A frequent application requirement is to read data from a file, make some change to that data, and then write it back to the file. As long as just one process at a time ever uses a file in this way, then there are no problems. However, problems can arise if multiple processes are simultaneously updating a file. Suppose, for example, that each process performs the following steps to update a file containing a sequence number:
Read the sequence number from the file.
Use the sequence number for some application-defined purpose.
Increment the sequence number and write it back to the file.
The problem here is that, in the absence of any synchronization technique, two processes could perform the above steps at the same time with (for example) the consequences shown in Figure 55-1 (here, we assume that the initial value of the sequence number is 1000).
The problem is clear: at the end of these steps, the file contains the value 1001, when it should contain the value 1002. (This is an example of a race condition.) To prevent such possibilities, we need some form of interprocess synchronization.
Although we could use (say) semaphores to perform the required synchronization, using file locks is usually preferable, because the kernel automatically associates locks with files.

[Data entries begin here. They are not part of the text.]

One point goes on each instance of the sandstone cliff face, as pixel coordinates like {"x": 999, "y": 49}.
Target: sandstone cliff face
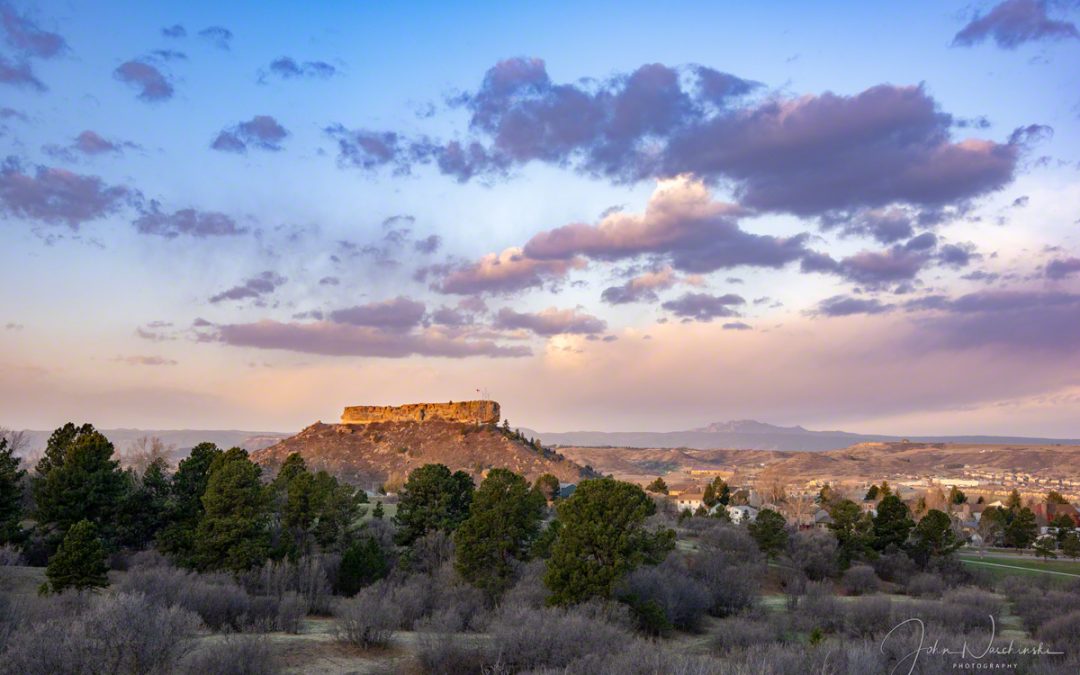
{"x": 387, "y": 451}
{"x": 474, "y": 412}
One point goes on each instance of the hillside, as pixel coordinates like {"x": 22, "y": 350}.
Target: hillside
{"x": 388, "y": 450}
{"x": 755, "y": 435}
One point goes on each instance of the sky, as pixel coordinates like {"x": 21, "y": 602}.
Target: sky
{"x": 607, "y": 216}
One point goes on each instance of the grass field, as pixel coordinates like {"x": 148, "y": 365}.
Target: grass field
{"x": 1003, "y": 566}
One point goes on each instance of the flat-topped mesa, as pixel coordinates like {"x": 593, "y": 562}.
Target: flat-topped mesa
{"x": 472, "y": 412}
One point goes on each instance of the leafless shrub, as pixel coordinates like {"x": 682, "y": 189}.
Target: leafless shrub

[Stevens & Rago, 2005] dates the first UNIX file locking implementation to 1980, and notes that fcntl() locking, upon which we primarily focus in this chapter, appeared in System V Release 2 in 1984.
In this chapter, we describe two different APIs for placing file locks:
flock(), which places locks on entire files; and
fcntl(), which places locks on regions of a file.
The flock() system call originated on BSD; fcntl() originated on System V.
The general method of using flock() and fcntl() is as follows:
Place a lock on the file.
Perform file I/O.
Unlock the file so that another process can lock it.
Although file locking is normally used in conjunction with file I/O, we can also use it as a more general synchronization technique. Cooperating processes can follow a convention that locking all or part of a file indicates access by a process to some shared resource other than the file itself (e.g., a shared memory region).
Because of the user-space buffering performed by the stdio library, we should be cautious when using stdio functions with the locking techniques described in this chapter. The problem is that an input buffer might be filled before a lock is placed, or an output buffer may be flushed after a lock is removed. There are a few ways to avoid these problems:
Perform file I/O using read() and write() (and related system calls) instead of the stdio library.
Flush the stdio stream immediately after placing a lock on the file, and flush it once more immediately before releasing the lock.
Perhaps at the cost of some efficiency, disable stdio buffering altogether using setbuf() (or similar).
In the remainder of this chapter, we’ll distinguish locks as being either advisory or mandatory. By default, file locks are advisory. This means that a process can simply ignore a lock placed by another process. In order for an advisory locking scheme to be workable, each process accessing the file must cooperate, by placing a lock before performing file I/O. By contrast, a mandatory locking system forces a process performing I/O to abide by the locks held by other processes. We say more about this distinction in Section 55.4.